# Replacement Schecter necks



## psyckla5 (Jun 24, 2012)

So I'm thinking about getting a Schecter Damien 7 elite and i love schecters but was wondering if any other companies necks would fit since im planning on making a franken guitar 

i heard warmoth necks would fit them and was wondering if any other options were available

also agile necks on ibanez guitars or vice versa would it fit?



heres some Kieth Merrow for your troubles


----------



## MaxOfMetal (Jun 24, 2012)

To my knowledge there are no off the shelf necks available from other makers that will fit a stock Schecter neck pocket, including Warmoth. The same goes for Agile and Ibanez. 

Of course those companies' respective Strat/Tele copies do have some level of compatibility, but nothing that would seem to suit your needs.


----------



## psyckla5 (Jun 25, 2012)

MaxOfMetal said:


> To my knowledge there are no off the shelf necks available from other makers that will fit a stock Schecter neck pocket, including Warmoth. The same goes for Agile and Ibanez.
> 
> Of course those companies' respective Strat/Tele copies do have some level of compatibility, but nothing that would seem to suit your needs.



hmm damn well if i modded a warmoth neck could it work?


----------



## MaxOfMetal (Jun 25, 2012)

psyckla5 said:


> hmm damn well if i modded a warmoth neck could it work?



You would have to modify the body of the guitar more than the neck. Warmoth does not make 7-string necks in common 7-string scales, only 25" and 28.625", so you'll have to modify the body and possibly the bridge placement in order for a Warmoth neck to potentially work. 
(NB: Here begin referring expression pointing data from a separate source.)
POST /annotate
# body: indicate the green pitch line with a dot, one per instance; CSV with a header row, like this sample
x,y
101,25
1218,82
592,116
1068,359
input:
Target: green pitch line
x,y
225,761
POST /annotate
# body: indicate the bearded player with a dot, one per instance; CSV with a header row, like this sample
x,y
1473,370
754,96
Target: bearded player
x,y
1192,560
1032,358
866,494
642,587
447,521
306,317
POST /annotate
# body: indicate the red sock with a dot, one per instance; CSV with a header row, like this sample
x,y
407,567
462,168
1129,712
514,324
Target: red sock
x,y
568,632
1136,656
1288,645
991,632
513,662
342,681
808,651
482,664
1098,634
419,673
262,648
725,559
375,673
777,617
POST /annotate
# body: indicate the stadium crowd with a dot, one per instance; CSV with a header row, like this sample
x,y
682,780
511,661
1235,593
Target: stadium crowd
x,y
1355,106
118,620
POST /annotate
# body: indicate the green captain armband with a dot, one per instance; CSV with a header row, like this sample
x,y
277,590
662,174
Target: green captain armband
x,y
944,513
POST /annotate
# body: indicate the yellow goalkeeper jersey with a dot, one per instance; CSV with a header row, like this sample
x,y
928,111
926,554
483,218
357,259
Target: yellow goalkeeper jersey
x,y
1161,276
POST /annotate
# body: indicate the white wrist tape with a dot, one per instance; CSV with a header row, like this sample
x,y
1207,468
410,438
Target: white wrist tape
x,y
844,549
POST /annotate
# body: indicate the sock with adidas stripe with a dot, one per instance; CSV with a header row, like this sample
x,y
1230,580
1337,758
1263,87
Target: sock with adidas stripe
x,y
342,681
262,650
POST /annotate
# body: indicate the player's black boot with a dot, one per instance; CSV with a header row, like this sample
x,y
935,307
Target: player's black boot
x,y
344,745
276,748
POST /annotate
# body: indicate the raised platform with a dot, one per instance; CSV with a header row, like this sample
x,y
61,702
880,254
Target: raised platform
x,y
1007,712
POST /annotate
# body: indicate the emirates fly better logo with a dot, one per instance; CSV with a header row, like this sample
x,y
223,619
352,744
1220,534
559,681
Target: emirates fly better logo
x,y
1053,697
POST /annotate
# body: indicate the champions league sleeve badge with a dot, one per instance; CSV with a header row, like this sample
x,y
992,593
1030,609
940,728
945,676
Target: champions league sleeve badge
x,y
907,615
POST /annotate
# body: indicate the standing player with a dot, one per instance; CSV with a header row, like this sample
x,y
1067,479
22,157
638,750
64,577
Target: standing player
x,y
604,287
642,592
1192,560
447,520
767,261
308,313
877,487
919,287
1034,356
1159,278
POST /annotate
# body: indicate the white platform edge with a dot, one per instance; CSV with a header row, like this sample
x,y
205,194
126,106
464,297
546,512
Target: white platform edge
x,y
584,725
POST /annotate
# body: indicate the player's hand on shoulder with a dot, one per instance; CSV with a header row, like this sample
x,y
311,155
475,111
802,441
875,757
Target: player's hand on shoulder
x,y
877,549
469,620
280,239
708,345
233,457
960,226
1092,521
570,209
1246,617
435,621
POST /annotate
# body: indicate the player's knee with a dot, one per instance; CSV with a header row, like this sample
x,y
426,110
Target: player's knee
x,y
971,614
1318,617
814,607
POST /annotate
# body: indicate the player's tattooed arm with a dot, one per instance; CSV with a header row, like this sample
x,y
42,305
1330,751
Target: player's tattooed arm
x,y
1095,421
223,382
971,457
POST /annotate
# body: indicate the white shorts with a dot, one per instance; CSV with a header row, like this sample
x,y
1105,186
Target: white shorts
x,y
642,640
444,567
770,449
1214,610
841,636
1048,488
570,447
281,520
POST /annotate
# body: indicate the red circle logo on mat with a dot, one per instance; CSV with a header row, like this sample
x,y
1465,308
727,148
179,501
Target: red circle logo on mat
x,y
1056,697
Not not go all Warmoth if you're looking for a parts project?


----------



## Bigfan (Jun 25, 2012)

This one guy ordered a Sherman neck for his. I wouldn't recommend doing that at this point though


----------



## TheFashel12 (Jun 25, 2012)

You can custom order a Warmoth neck


----------



## MaxOfMetal (Jun 25, 2012)

TheFashel12 said:


> You can custom order a Warmoth neck



To fit a 7-string, 26.5" Schecter? I think not.


----------



## Captain Butterscotch (Jun 25, 2012)

Max is absolutely right. I've already been down this road with my Schecter


----------